- Born: 12 October 1989 (age 36) Pristina, SFR Yugoslavia
- Occupation: Football commentator
- Years active: 2010–present
- Known for: Expert in statistical analysis for local football

= Arlind Sadiku =

Albanian journalist

Arlind Sadiku (born 12 October 1989) is a Kosovar journalist and sports commentator. Currently he works in ArtMotion. He is expert in statistical analysis for local football.

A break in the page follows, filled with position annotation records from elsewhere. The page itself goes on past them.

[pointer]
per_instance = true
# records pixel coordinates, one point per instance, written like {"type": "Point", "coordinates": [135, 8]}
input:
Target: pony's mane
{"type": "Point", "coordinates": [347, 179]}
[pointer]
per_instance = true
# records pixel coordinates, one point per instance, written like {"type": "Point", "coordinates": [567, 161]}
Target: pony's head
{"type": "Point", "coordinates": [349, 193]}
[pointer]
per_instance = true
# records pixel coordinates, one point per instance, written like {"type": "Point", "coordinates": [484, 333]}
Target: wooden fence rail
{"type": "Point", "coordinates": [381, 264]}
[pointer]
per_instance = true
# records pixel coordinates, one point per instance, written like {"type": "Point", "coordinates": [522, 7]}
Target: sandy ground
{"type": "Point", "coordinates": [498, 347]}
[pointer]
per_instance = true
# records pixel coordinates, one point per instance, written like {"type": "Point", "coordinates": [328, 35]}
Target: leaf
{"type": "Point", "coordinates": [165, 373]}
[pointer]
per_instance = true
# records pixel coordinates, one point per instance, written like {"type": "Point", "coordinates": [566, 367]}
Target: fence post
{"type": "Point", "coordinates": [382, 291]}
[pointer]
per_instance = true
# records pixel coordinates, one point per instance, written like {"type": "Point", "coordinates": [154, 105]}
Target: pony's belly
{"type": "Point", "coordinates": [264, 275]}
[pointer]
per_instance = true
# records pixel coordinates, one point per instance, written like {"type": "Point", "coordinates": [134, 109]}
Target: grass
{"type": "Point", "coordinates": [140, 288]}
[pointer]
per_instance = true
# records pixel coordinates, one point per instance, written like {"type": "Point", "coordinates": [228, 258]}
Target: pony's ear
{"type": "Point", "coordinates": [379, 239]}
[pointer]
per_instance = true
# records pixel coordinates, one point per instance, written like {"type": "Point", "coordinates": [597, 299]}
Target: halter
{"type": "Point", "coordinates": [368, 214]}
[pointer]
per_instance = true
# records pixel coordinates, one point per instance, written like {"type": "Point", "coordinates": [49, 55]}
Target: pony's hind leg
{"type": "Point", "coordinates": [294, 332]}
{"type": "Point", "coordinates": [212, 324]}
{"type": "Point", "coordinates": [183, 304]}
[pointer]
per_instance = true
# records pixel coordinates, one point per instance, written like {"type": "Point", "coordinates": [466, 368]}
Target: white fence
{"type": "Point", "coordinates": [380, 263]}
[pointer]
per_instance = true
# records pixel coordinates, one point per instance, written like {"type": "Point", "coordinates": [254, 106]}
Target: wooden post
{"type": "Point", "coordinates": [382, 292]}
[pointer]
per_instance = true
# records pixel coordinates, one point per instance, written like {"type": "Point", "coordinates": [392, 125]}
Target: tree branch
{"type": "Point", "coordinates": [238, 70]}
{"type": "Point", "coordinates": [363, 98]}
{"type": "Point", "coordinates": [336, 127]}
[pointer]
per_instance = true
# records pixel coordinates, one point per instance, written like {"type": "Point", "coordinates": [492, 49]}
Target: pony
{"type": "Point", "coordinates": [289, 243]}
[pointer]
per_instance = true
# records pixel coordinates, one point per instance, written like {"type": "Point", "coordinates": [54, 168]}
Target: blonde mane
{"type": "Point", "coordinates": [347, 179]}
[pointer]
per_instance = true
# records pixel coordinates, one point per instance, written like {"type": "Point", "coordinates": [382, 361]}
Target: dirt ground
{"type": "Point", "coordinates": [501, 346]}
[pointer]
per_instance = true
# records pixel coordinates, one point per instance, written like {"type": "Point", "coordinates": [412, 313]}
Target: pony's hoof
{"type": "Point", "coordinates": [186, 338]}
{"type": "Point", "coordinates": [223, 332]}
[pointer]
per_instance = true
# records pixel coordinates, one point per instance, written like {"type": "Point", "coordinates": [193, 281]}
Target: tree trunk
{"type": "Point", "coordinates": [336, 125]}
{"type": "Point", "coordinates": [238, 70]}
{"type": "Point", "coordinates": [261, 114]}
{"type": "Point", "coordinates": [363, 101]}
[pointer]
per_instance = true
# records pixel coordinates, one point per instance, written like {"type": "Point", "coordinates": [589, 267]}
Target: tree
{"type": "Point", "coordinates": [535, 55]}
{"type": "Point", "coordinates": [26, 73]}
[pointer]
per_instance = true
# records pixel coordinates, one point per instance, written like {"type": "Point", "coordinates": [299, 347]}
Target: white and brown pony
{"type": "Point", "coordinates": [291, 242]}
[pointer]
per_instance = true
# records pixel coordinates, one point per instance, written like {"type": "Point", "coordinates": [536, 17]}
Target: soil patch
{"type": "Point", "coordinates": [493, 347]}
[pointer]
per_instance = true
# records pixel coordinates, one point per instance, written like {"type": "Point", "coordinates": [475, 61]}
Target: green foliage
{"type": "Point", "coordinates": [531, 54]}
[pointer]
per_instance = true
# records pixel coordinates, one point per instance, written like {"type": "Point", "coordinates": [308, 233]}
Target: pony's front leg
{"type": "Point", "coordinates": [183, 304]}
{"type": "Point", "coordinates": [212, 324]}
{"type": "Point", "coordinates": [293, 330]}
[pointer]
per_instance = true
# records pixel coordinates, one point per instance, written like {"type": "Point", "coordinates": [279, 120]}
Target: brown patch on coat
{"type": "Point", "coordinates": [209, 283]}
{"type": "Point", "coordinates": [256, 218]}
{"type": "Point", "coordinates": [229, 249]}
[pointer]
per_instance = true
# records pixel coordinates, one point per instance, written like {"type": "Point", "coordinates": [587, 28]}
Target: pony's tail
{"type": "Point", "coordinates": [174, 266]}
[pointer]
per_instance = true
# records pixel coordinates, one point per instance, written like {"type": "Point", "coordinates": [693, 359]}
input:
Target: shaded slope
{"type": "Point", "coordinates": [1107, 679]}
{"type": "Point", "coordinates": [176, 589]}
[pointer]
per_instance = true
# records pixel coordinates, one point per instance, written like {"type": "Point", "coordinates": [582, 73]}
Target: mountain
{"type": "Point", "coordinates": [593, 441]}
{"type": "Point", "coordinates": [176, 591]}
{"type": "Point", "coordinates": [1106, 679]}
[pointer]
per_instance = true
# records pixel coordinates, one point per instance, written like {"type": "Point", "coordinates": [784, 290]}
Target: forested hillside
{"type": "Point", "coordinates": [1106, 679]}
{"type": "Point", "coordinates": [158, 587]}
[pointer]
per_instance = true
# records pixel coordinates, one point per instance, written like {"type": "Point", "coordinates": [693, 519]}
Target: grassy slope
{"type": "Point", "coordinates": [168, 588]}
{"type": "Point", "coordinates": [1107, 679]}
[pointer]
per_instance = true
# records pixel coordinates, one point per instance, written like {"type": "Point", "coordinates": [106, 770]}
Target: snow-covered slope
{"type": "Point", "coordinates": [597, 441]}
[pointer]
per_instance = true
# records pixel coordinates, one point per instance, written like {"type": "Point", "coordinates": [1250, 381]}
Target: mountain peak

During UEFA Euro 2024 he got his media credentials revoked after he made the crossed hands gesture towards Serbia fans on a live broadcast at their game against England in group stage.

==Career==
Sadiku entered the profession of journalism when he was 18. The first steps began in Klan Kosova where he worked for about a year and a half. Since 2010 he has been part of the DigitAlb/SuperSport team. In December 2013, the Association of Professional Journalists of Kosovo, Sports, awarded the prize "Ali Shala" for journalists with the best sports coverage of 2013. In May 2015 he was elected General Secretary of Sports Journalists Associacion of Kosovo. Nine months later, of February 2016, in AIPS 79th Congress in Doha, Qatar, SJAK became full member of AIPS (International Sports Press Association). In next four years he represented Kosovo in the three other AIPS Congresses which was held in Seoul, Brussels and Lausanne. Every year from 2016, he is in voting panel for The Guardian choosing top 100 footballers of the year.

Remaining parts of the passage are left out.